Virab
June 25, 2016, 7:46pm
1
Hi Demis.
I have done it how you tell and have saved it with separately Id sasions:
You can’t sessions are stored against a random key. The only way to know inspect a Session is to access it individually.
But I wouldn’t recommend scanning all User Sessions like this, if you need all User Sessions I would register a OnAuthenticated Session or Auth Event and maintain a list of Sessions Ids for each user yourself.
I close sessions in this instructin by timeout, but during closing session doesn’t enter into Logout and I can’t clear a cache:
How can I add an expiration date to the authentication cookies? I can set the session expiration for each AuthProvider but I can’t find a way to set the expiration date for the auth cookies. plugins.Add(new AuthFeature(() => new UserAuthSession(), new IAuthProvider[] { new BasicAuthProvider() {SessionExpiry = new TimeSpan(1,0,0,0)}, new CredentialsAuthProvider() {SessionExpiry = new TimeSpan(1,0,0,0)}, }, …
Can you tell how can I catch an event?
Sorry for mistakes
mythz
June 25, 2016, 10:00pm
2
The logout event is for when users explicitly logout.

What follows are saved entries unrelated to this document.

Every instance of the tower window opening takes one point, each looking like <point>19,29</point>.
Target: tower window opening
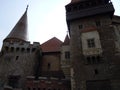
<point>17,57</point>
<point>17,49</point>
<point>67,55</point>
<point>28,49</point>
<point>48,66</point>
<point>6,48</point>
<point>96,71</point>
<point>91,43</point>
<point>12,49</point>
<point>23,49</point>
<point>80,26</point>
<point>98,23</point>
<point>33,49</point>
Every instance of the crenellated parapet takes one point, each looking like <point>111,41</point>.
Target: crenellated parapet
<point>20,47</point>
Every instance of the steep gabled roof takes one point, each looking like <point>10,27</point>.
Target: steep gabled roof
<point>66,41</point>
<point>20,29</point>
<point>52,45</point>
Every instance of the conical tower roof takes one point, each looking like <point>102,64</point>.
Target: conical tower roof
<point>20,29</point>
<point>67,40</point>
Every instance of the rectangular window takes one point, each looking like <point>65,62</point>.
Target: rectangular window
<point>91,43</point>
<point>67,55</point>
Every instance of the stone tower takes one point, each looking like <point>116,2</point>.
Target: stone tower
<point>18,58</point>
<point>94,45</point>
<point>65,57</point>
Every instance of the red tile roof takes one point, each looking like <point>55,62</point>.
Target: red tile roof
<point>66,41</point>
<point>89,29</point>
<point>52,45</point>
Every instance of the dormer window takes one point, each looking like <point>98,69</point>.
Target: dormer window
<point>98,23</point>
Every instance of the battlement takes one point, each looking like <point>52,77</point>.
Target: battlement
<point>20,47</point>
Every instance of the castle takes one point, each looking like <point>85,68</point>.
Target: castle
<point>88,59</point>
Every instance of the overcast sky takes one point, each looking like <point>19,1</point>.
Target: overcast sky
<point>46,18</point>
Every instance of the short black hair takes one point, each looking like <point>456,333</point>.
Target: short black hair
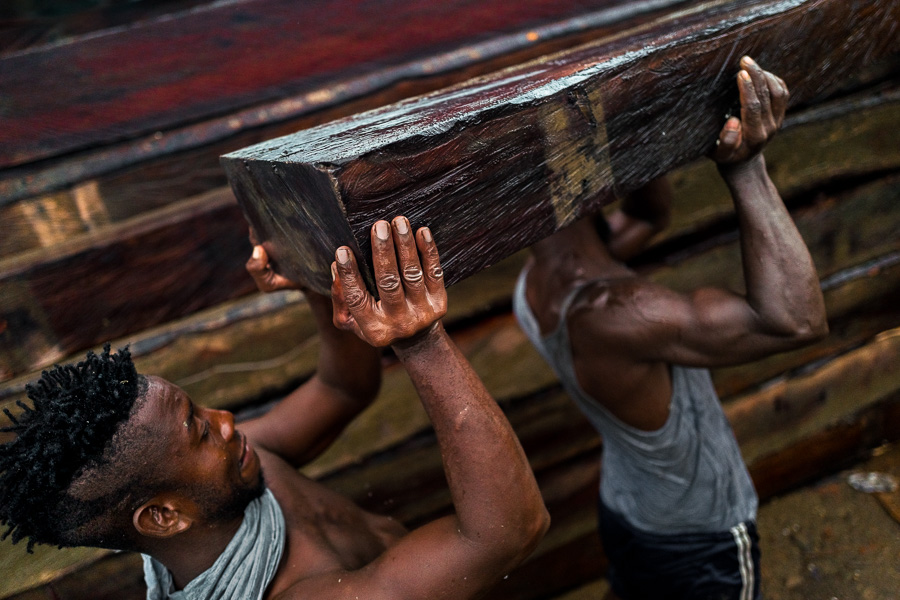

There is no event you can catch and no callback is possible for Session Timeouts which happens when the Caching provider transparently expires the cache entries.
Jothay
July 29, 2016, 6:56pm
3
Would a timer based on the session expiration during the Authenticate method be roughly appropriate?
For instance, in my authenticate, I’m saving the session with a new SessionExpiry
authService.SaveSession(session, SessionExpiry);
I could set a timer to fire just before the expiration would occur and then call Logout. Any reason why that would fail?
mythz
July 29, 2016, 6:59pm
4
That’s very fragile, a Timer requires a background thread which you wouldn’t want to create for every session and wouldn’t work beyond App Domain restarts.